An early job was on a film shot in Sheffield called ‘Whatever Happened To Harold Smith?’ where I worked as a ‘utility runner’ but I spent every second I could watching the camera team at work. Much of the time I would stand-in for the actors and it was like being in the centre of a lighting and camera master-class – watching the sparks light the set; the grip and camera operator rehearsing dolly moves; the focus puller setting up the camera etc. Being a stand-in is a great way to learn some of the techniques of cinematography.
Firstly, undoubtedly, the key skill is to keep the image sharp. If the shots are out of focus they are unusable – doesn’t matter how good the acting was, the camera move, the make-up or costume, the car crash or any other aspect of the shot – if it’s soft, it won’t be used. And like every other person on set, one needs to be a people person. Working long hours physically close to dozens of people demands the right personality. Trying to keep a smile amongst the chaos!
Organisational skills are very important too as there can often be a dozen other camera crew and a mountain of flight cases full of expensive kit scattered around a hillside in Yorkshire in the rain!
The job is basically the same, as is the equipment. Films with more money will have more cameras and kit to deal with. But then it’s about volume and scale – the tasks are the same.
Say yes to every job that comes along and treat it like it’s your first day – get there early and muck in. You will gain experience, be it good or bad, from everything you do. Be friendly and enthusiastic, ask questions, listen to the answers and turn your phone off!
Get yourself a fully manual 35mm stills camera and develop the film yourself – knowing the art and craft of photography is very important.
Learning set etiquette as quickly as possible is a must too. Knowing when to speak and to whom, along with the right attitude towards learning, will quickly form your reputation.
And get yourself a big bag full of clothing for EVERY situation! There’s nothing worse than being cold and wet for 12 hrs…
Going straight in as a focus puller won’t give you the understanding of what the other team members want from you, or what you require from them, not to mention the actual ability of focus pulling. The calmness and confidence required of a focus puller can only come from years of experience.

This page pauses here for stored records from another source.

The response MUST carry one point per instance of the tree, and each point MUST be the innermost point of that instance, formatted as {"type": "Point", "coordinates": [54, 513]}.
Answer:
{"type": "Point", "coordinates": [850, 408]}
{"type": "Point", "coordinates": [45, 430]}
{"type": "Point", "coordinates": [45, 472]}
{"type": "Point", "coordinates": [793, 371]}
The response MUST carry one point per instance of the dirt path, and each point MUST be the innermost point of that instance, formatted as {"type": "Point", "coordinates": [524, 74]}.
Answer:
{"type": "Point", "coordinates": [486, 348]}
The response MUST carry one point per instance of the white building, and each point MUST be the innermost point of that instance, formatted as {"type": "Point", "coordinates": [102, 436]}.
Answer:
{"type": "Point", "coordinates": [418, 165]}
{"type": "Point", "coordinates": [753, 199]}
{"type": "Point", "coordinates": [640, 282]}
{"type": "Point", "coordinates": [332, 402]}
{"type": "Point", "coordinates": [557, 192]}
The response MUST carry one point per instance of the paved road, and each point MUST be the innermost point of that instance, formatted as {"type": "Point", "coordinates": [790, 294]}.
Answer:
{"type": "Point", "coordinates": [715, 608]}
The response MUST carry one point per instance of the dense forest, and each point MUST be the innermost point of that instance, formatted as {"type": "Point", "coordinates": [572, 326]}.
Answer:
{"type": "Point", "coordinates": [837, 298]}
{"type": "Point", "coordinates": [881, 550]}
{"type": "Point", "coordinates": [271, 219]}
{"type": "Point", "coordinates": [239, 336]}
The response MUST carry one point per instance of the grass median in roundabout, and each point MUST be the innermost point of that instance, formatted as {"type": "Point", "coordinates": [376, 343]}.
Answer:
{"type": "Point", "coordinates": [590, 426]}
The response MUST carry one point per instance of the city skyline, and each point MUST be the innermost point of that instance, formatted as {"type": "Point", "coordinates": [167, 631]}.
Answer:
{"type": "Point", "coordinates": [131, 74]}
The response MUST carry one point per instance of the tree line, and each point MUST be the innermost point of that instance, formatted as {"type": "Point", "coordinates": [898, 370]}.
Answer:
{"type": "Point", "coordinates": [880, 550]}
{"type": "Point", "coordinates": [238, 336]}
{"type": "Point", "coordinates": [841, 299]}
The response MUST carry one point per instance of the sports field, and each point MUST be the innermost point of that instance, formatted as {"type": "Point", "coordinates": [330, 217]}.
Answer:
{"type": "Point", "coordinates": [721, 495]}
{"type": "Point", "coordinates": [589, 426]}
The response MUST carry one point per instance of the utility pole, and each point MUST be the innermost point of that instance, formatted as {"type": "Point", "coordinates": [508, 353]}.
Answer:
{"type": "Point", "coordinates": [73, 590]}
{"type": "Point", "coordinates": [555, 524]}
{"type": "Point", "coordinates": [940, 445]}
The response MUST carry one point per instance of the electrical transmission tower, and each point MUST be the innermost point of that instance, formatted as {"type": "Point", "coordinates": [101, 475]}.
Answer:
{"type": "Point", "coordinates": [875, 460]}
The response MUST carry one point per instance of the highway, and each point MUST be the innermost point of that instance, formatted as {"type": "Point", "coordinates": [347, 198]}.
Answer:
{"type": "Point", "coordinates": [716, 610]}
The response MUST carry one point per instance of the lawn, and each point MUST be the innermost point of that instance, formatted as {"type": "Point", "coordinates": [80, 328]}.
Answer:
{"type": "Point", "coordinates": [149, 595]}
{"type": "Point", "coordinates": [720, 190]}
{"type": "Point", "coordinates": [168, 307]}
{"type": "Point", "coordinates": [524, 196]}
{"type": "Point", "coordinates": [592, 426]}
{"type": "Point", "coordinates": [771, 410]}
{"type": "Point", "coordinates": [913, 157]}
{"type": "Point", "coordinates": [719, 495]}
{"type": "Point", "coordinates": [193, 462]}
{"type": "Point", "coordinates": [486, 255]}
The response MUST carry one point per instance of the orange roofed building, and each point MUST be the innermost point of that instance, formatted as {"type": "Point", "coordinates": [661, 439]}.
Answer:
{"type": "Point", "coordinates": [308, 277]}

Spending a few years in each role gives you the appreciation of its importance and place within the team. After all, there’s usually only one of you on set. I believe you should know your job inside-out, before considering moving up a level.
Also you need to gain experience in using the huge variety of camera equipment that’s available out there, only a fraction of which you may use on one job.

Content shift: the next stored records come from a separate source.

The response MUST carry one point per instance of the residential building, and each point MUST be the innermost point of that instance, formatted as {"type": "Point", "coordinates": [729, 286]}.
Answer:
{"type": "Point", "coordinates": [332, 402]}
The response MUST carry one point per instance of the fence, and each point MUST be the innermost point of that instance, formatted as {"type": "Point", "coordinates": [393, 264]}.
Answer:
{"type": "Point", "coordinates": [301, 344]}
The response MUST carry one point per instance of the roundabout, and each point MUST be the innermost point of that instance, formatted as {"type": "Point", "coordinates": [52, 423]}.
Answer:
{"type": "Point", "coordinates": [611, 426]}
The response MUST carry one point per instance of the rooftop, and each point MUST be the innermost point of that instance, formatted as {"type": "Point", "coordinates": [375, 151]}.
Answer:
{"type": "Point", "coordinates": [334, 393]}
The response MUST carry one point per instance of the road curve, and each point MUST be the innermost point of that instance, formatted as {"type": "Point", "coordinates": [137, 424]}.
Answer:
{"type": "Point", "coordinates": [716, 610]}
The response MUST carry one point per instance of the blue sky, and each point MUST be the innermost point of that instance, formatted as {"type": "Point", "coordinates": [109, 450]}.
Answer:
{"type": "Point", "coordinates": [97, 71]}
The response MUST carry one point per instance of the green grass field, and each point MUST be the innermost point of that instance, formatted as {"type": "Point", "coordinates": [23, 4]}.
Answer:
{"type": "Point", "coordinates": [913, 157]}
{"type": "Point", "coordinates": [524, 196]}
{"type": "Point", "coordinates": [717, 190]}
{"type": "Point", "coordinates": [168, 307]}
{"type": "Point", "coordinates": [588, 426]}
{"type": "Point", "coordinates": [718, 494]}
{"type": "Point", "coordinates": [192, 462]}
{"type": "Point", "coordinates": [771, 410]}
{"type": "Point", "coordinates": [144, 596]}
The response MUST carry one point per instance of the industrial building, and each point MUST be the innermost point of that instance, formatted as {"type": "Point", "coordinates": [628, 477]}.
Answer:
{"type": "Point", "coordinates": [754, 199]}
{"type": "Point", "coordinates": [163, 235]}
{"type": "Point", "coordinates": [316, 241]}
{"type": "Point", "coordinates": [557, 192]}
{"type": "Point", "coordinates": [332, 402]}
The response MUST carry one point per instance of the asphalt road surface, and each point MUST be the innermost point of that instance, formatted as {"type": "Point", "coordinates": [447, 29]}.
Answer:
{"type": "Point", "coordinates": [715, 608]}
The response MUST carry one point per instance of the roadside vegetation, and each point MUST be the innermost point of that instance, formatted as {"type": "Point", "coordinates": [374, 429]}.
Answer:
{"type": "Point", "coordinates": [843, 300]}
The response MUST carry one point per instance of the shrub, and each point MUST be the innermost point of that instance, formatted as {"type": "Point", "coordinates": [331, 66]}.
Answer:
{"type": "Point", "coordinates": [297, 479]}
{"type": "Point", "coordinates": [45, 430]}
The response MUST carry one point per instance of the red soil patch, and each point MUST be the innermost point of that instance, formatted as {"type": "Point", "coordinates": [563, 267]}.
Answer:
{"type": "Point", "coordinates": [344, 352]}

Most focus pullers constantly move back and forth between TV drama and films. The tasks are the same regardless of the size of production – there’s usually just more kit to look after on a larger job.
I’m not sure there’s anything in particular really. It’s a constant learning curve and it’s been fun figuring it all out along the way.
When I was a trainee on one film I kept hearing the sparks talk about how they’d just worked with Stanley Kubrick on ‘Eyes Wide Shut’. I was so jealous. I would have given anything to work on any of his movies. I later worked on a couple of films with cinematographer Bryan Loftus BSC who was the visual effects guy on ‘2001: A Space Odyssey’. I asked him about Kubrick virtually everyday!
I think when pursuing any role in the film and TV industry you should be aware of how much it demands of your time. Working 60hrs a week or more, endless motorway driving, often staying away from home in phone reception-less areas can take its toll on your home life. Easy and exciting when you start out but soon turns into a juggling act when one has a family.
Saying that, it can be a highly rewarding industry, both financially and creatively and I’ve loved pretty much every minute of the last 17 years!